Countrycompassionates,

Perhaps a bit late again.  Life intervened, especially a rocky week with a flu-like cold.  Back at it now.

The burden of my comment this week -- don't groan! -- is close and dangerous to my heart:  the state of professional writing in America.  Perusing a recent  -- March 18 -- New Yorker I came across a Talk of the Town piece by Adam Gopnik.  Philip Roth is now eighty and appears to have decided to stop using his brain, and his home town of Newark gave him a celebration.  Roth's has been a long run of important literary accomplishment.  He deserves his party.

Halfway into his piece, Gopnik observes that "Happy as the birthday promises to be, it is hard not to worry that it doubles as a bon voyage party for the American writer's occupation itself.  The future of writing in America -- or, at least, the future of making a living by writing -- seems in doubt as rarely before.  Thanks to the Internet, the disproportion between writerly supply and demand, always tricky, has tipped: anyone can write, and everyone does, and beginners are expected to be the last pure philanthropists, giving it all away for the naches.  It has never been easier to be a writer; and it has never been harder to be a professional writer."

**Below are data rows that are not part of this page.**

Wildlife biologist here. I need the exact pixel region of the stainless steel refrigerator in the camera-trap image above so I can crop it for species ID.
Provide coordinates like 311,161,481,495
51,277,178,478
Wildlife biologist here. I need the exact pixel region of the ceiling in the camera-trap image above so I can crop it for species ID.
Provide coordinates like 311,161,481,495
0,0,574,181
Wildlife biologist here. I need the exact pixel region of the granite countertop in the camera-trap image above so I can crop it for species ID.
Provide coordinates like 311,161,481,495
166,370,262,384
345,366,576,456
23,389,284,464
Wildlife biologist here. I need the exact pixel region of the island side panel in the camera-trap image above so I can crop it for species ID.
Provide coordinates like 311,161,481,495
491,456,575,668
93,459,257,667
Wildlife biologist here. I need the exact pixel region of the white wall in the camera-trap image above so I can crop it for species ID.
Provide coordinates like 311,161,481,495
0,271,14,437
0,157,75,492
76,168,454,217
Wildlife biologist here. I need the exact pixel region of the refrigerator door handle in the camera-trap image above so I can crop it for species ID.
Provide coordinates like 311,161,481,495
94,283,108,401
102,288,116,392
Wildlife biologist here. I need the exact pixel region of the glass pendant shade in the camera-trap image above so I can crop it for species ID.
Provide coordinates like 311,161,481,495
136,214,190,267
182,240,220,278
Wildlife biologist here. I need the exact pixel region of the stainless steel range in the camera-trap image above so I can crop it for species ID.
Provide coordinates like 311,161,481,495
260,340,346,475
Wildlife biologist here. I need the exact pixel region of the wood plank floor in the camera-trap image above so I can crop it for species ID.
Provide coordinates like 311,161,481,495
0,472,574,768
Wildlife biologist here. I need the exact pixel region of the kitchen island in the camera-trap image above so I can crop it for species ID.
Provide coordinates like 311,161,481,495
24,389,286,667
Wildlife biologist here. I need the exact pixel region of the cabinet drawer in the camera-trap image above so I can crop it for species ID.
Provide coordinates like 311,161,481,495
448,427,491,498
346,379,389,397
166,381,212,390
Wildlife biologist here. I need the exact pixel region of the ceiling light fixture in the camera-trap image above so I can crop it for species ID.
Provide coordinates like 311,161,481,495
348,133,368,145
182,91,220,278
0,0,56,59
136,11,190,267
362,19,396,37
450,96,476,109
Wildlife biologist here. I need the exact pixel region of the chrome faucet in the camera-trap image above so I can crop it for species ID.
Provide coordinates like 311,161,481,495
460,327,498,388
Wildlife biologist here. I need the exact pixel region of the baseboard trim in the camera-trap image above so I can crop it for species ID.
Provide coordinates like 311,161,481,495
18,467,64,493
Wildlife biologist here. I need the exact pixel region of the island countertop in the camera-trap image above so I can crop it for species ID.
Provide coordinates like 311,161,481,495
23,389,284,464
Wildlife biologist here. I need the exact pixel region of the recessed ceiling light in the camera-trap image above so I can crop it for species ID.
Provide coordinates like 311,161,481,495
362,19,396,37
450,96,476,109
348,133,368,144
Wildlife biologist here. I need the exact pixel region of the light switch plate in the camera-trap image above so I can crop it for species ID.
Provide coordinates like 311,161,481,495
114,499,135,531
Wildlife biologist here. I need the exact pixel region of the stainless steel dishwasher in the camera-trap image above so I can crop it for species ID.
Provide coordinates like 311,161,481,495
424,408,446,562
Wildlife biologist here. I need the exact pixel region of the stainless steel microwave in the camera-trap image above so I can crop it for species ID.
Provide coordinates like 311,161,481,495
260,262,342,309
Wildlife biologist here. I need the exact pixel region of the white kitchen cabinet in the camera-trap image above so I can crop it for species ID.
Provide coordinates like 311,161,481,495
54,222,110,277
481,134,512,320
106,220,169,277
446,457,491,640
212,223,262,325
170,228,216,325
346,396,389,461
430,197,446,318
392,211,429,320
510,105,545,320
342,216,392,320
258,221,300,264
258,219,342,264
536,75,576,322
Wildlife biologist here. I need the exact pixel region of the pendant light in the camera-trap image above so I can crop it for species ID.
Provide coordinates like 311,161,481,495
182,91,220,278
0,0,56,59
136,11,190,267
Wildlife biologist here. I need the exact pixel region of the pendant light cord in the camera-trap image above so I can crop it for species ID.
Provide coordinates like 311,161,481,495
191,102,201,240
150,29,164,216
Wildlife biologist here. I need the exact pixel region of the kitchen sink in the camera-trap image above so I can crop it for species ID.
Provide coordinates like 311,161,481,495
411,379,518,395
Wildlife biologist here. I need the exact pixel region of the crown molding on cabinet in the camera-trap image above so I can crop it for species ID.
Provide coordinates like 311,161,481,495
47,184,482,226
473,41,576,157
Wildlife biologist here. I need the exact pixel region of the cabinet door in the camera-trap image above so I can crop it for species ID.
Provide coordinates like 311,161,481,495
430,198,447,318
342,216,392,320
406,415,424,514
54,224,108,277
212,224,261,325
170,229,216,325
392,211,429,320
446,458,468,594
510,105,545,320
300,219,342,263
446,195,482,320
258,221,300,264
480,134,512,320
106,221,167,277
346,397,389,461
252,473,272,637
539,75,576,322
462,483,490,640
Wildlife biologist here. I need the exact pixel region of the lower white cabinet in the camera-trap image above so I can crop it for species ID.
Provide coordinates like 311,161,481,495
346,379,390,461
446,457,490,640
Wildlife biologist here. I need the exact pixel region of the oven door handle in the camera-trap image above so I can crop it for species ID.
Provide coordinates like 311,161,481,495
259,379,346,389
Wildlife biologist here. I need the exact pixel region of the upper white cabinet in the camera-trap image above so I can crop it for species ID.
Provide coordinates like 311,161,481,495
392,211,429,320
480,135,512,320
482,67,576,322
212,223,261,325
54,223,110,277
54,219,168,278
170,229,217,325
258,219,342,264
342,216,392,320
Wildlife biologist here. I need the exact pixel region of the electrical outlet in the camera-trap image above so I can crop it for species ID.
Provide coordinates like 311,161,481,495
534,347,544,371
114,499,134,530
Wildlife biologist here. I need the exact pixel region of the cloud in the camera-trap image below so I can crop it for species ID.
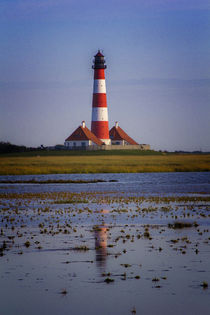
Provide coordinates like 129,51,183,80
112,78,210,88
0,79,87,90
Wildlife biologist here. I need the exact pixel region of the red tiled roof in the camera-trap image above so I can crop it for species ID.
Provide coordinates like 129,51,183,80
109,126,138,145
65,126,103,145
94,50,104,57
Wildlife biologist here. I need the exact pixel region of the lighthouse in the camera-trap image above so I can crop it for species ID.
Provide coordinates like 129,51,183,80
91,50,111,145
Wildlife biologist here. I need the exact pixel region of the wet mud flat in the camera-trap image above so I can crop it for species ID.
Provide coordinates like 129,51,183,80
0,192,210,315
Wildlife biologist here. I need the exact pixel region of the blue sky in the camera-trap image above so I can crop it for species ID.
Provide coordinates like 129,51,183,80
0,0,210,151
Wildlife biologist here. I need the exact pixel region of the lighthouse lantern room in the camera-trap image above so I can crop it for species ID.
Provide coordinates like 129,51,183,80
91,50,111,145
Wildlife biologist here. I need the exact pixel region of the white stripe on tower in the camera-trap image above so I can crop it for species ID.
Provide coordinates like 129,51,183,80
91,50,111,144
92,107,108,121
93,79,106,94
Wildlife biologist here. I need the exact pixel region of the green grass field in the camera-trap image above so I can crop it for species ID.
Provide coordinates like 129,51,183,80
0,154,210,175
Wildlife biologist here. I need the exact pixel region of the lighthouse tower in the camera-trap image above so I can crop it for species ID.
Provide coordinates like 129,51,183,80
91,50,111,144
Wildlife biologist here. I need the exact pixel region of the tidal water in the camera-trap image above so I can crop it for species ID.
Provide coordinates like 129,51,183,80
0,173,210,315
0,172,210,195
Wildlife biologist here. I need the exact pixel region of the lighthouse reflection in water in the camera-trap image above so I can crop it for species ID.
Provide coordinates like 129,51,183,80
94,210,109,272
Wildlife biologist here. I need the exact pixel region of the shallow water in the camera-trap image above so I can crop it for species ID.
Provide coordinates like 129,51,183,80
0,172,210,195
0,173,210,315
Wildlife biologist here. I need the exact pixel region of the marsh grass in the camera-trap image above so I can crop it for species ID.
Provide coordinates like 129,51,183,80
0,154,210,175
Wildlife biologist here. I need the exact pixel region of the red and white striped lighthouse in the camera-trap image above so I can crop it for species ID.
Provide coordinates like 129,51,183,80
91,50,111,144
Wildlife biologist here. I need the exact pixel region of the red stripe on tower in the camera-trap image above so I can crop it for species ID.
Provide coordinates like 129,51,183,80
91,50,111,144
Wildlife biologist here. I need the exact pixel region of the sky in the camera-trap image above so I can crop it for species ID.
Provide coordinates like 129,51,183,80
0,0,210,151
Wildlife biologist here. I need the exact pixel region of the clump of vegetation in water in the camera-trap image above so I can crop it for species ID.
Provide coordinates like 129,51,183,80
168,221,198,229
104,278,114,283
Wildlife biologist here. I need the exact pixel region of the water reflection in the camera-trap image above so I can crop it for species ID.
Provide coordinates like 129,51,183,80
94,224,108,272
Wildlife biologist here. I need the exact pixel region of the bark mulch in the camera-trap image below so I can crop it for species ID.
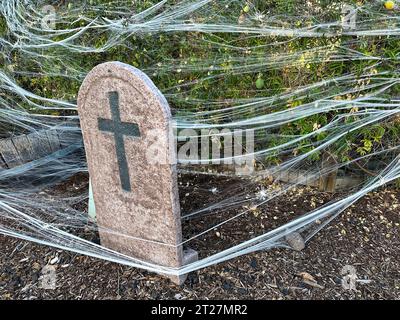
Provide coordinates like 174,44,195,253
0,177,400,300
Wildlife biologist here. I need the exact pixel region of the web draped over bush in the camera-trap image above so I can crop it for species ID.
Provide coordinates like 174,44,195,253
0,0,400,275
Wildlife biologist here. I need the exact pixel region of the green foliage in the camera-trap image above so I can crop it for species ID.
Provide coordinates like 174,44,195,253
5,0,400,168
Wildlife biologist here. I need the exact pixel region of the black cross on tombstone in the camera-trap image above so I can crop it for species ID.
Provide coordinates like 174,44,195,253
98,91,140,192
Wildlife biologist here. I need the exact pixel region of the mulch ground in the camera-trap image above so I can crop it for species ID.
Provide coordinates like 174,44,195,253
0,172,400,299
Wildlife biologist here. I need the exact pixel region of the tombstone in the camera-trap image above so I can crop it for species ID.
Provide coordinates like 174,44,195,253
78,62,197,284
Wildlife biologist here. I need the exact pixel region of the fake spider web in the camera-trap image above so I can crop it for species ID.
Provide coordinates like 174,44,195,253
0,0,400,275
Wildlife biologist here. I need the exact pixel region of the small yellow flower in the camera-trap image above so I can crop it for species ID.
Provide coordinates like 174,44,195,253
385,1,395,10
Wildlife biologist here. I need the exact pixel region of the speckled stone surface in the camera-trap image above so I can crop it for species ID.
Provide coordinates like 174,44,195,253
78,62,191,267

If anything, Gopnik underestimates the enormity of the predicament.  This has been coming on for a long, long time.  I made a living -- most of the way, a good living -- writing professionally starting in the middle sixties.  Even then there was a tendency, and even in the choicest markets, to reduce the writer of talent to a morsel, to attempt to flavor him up a little and then let the institution consume him.
 
I remember two long afternoons closeted with William Shawn, the reigning troll of serious magazine journalism and at the time the editor-in-chief of The New Yorker, while he worked me over in his winsome and indirect way in an effort to get me to sign on to the magazine's bondage system -- I would attempt pieces for the magazine, its staff of editors -- each with a different colored pencil -- would mark up whatever I produced, and after the results had been processed to everybody's satisfaction the piece would go into the magazine's inventory, to be recalled -- possibly -- for some future publication.  I would not be permitted to offer it elsewhere.  While putting in this open-ended apprenticeship I would have access to a draw account of $10,000 annually, enought to live modestly on in the Manhattan of the time. 

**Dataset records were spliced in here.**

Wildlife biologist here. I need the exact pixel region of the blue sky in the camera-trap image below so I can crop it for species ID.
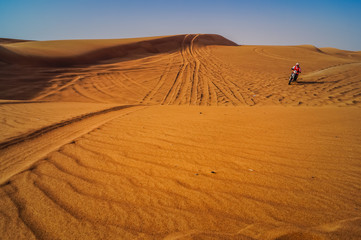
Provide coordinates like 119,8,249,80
0,0,361,51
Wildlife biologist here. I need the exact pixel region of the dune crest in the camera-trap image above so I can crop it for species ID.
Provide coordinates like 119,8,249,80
0,34,236,67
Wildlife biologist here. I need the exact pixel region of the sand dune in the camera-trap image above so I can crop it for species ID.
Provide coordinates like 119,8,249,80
0,34,361,240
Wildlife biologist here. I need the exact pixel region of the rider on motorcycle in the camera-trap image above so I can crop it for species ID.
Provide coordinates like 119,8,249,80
292,63,301,81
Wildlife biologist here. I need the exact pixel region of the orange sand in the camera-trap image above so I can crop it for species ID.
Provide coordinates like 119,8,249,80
0,34,361,239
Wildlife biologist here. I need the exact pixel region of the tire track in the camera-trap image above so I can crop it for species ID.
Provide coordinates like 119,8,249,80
0,105,144,184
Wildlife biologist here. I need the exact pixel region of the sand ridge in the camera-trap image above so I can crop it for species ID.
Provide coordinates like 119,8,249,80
0,34,361,240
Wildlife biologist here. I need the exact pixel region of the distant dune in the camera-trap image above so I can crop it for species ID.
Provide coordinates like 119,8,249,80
0,34,361,240
0,38,33,44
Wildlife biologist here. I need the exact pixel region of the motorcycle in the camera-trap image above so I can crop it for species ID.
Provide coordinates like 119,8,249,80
288,70,297,85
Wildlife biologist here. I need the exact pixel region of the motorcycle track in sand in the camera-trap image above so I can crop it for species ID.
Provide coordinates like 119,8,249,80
0,105,144,184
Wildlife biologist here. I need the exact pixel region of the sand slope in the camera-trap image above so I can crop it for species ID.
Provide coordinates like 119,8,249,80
0,34,361,240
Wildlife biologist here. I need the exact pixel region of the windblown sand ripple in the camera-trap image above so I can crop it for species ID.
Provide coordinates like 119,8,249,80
0,34,361,240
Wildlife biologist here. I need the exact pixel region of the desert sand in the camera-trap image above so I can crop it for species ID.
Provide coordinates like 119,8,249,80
0,34,361,240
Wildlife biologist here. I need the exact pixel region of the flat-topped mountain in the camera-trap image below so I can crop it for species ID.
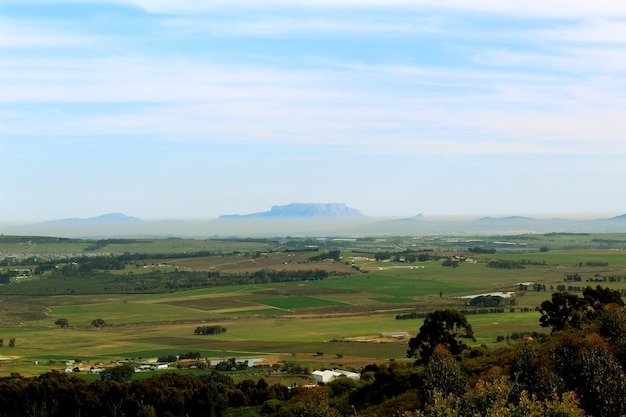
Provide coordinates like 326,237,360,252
219,203,363,220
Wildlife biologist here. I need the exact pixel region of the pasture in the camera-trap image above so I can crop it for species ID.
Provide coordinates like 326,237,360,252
0,235,626,375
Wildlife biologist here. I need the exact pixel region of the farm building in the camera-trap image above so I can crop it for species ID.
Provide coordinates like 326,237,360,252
311,369,361,384
380,332,409,339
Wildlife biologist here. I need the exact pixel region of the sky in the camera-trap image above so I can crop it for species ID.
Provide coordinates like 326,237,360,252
0,0,626,223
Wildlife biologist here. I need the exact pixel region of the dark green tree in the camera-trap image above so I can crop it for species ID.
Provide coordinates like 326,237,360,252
100,363,135,382
539,292,589,333
91,319,106,329
54,319,70,329
407,309,476,365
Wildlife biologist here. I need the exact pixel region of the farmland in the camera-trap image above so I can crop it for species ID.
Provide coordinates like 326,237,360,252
0,234,626,375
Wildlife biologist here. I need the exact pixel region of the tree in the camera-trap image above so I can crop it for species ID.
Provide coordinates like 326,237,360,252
539,292,588,333
91,319,106,329
422,345,465,400
54,319,70,329
539,285,624,333
407,309,476,365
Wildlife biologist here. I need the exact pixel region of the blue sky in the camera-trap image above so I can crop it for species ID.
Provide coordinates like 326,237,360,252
0,0,626,222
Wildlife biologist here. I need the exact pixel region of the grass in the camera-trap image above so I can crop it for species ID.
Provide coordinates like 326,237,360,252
0,235,626,374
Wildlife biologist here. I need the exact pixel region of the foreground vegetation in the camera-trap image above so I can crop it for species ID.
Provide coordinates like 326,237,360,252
0,234,626,416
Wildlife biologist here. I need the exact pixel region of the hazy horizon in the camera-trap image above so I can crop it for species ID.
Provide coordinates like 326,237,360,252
0,0,626,224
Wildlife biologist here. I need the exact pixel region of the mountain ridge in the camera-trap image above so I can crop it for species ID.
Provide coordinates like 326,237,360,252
218,203,364,220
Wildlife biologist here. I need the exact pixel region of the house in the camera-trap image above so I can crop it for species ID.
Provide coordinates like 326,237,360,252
311,369,361,384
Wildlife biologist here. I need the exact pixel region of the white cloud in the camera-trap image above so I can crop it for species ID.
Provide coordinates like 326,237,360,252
120,0,626,18
0,17,92,48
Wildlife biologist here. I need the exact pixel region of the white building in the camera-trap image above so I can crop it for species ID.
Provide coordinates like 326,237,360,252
311,369,361,384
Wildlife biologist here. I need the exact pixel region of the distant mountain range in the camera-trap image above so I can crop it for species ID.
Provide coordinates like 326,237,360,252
0,203,626,238
219,203,363,220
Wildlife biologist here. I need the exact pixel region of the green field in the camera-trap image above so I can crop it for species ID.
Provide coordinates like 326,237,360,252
0,235,626,374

Without agreeing,  I tried one piece for the magazine, entitled "In Quest of Squalor."  I followed a group of lady commissars visiting from the Soviet Union all over town and did a rather tongue-in-cheek sketch about their repeated disappointment at not finding capitalism the wreckage they thought it was. The piece didn't make the cut; Shawn's assistant, Patricia Nosher, wasn't amused. So that was that.

I moved on.  As early as my senior year in college I had signed on with an excellent literary agent -- Curtis Brown -- and in time a piece I tried on spec got bought by Ski Magazine, where the acute editor, John Fry, signed me up for a series of features.  All expenses paid, several thousand dollars each.  Then I ran into the editor of Esquire, Harold Hayes, at a cocktail party in Greenwich Village and he asked me to stop by and talk.  My first treatment of the then-fledgling senator Edward Kennedy -- which the magazine ultimately anthologized -- was the result.   Esquire was hot -- major writers from Tom Wolfe to Norman Mailer were confirming their reputations there -- and my career was off and running.

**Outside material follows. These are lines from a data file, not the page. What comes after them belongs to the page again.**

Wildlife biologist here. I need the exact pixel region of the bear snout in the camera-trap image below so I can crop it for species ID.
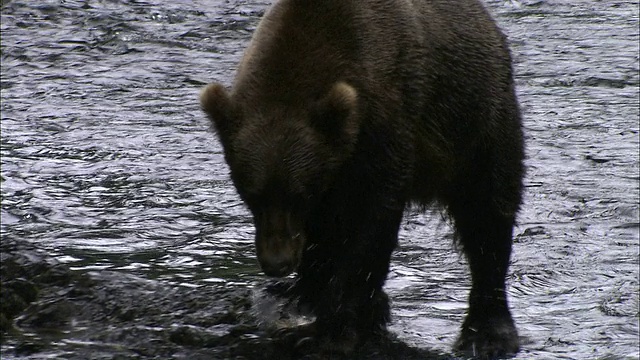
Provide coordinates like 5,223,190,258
256,234,302,277
258,251,298,277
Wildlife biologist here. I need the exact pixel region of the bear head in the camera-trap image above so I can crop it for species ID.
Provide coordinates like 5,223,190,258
200,82,361,276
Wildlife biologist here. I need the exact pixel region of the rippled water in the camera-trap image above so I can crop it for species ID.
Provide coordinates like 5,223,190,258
1,0,640,359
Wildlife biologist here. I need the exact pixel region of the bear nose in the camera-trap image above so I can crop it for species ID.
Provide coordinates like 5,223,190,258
258,253,295,277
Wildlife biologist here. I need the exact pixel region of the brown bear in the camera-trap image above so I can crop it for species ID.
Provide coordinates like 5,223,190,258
201,0,524,356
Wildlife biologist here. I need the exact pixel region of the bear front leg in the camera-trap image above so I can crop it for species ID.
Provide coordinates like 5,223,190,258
316,211,402,352
453,207,519,358
296,208,402,353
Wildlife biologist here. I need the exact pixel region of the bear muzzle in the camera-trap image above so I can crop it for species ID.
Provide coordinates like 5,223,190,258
256,234,303,277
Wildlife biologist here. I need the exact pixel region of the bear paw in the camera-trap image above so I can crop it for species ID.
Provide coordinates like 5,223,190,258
454,319,520,359
275,323,360,358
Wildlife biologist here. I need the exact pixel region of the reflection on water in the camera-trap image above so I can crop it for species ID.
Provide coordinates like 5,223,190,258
0,0,640,359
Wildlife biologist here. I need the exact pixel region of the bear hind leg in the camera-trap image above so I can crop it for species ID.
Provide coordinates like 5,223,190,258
449,180,519,357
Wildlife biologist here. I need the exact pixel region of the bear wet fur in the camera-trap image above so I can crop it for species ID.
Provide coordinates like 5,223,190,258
201,0,524,356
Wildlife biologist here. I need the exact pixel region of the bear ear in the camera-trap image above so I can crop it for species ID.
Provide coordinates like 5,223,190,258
200,83,238,141
311,81,360,144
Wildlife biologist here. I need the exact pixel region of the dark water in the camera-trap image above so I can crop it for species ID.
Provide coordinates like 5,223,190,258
1,0,640,359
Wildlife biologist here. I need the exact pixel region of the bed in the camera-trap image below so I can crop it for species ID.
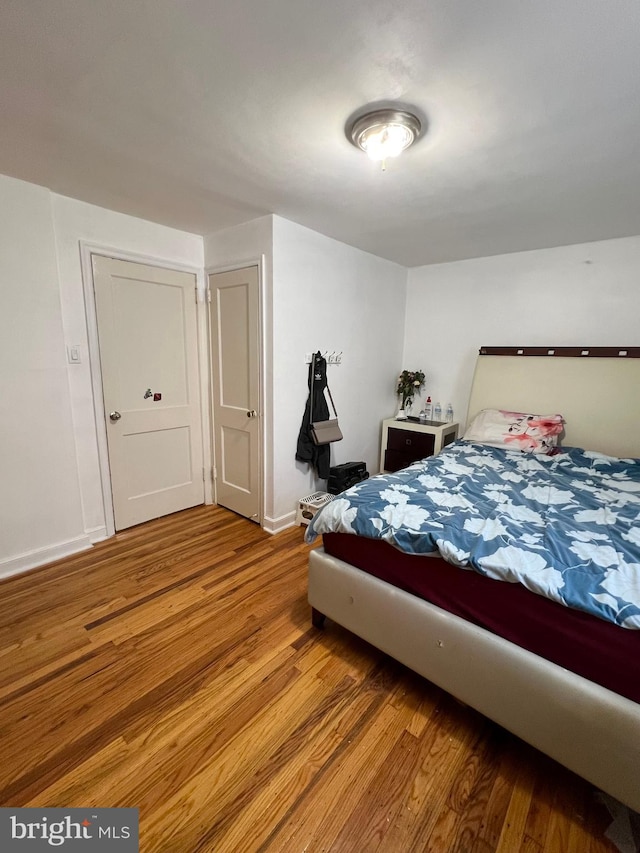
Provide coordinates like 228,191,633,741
308,347,640,811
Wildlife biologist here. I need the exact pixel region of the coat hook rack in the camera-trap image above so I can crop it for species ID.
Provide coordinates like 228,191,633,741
304,350,342,364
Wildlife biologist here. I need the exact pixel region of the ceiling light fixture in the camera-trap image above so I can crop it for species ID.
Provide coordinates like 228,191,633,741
347,109,422,171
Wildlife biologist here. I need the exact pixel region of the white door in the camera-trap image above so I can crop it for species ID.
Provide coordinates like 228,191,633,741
92,255,204,530
209,267,262,523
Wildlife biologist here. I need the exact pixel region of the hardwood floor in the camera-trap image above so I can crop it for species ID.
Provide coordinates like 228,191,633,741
0,507,614,853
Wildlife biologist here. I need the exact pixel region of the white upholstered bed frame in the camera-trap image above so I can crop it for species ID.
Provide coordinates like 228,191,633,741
309,348,640,811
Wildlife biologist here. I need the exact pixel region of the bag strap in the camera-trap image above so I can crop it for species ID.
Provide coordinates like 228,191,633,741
327,382,338,418
309,352,316,424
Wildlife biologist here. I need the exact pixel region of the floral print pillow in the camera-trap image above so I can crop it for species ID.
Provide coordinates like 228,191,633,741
463,409,564,453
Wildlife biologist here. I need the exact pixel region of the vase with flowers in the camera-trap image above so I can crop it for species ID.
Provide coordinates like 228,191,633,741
396,370,425,420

I'm attempting to make several points here.  Even in those days, editors were looking to get a writer on the cheap.  Lock him or her up.  But there were also visionaries running the important publications who understood that they had to assist, encourage -- pay! -- talented people coming up, not muscle and confine them.  Literature in America flourished.  A significant career -- usually on the mid-list -- remained possible, although, more and more, academia was tempting away talent.

And now?  In literary terms, we are living in Dresden on the morning after.  Adam Gopnik should only know.  Gopnik to the contrary, everybody can't write, with or without a computer.  Real talent is very rare, our survival as a civilization depends on people who know the difference, and once we parch out completely it will be like sacrificing rainfall -- the end of the experiment.